If you've ever wondered about DOS, then this article will help you understand what it is.
Operating systems are the key to any computer. Without these operating systems, computers are just machines that take up electricity. In order to do anything with computers, an operating system is needed as a conjunction for hardware, software, and human interaction.
One such operating system used to be DOS, commonly known as MS-DOS. It was all the buzz back in the 80s and early 90s when UI wasn't a thing. But, more than 40 years later, DOS is rarely heard of. So, what exactly was or is it? And, how was it different from the operating systems we use today? Let's find out.

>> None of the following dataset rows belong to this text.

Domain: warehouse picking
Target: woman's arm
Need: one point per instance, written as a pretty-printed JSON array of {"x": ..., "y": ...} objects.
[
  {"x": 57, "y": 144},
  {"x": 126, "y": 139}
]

DOS or MS-DOS is the shortened name for Microsoft Disk Operating System. Usually seen as words on a black screen, MS-DOS looked a lot like your common command prompt on the computer today. As you can guess, the operating system requires written commands to operate.
However, DOS wasn't always "MS-DOS," as it started out in the IBM computers of the early days. Later, the rebranded Microsoft version became the primary DOS we know today. However, earlier on, it was licensed as PC DOS 1.0, owned and patented by Microsoft.
Later on, it went to Microsoft and became the primary operating system offered by the software giant after 1988—particularly after the release of the x86 framework. However, all MS-DOS production stopped in 2000, marketing the end of a remarkable 29-year run.
However, this was the very operating system that catapulted Microsoft into becoming the software-development giant we know today. But, before the introduction of GUI, DOS went through many upgrades, such as:
- MS-DOS 1, 2, 3
- MS-DOS 4.0, 6, and 7 – the secondary upgrades
- MS-DOS 7, 8 as a part of Windows 95, 98, etc.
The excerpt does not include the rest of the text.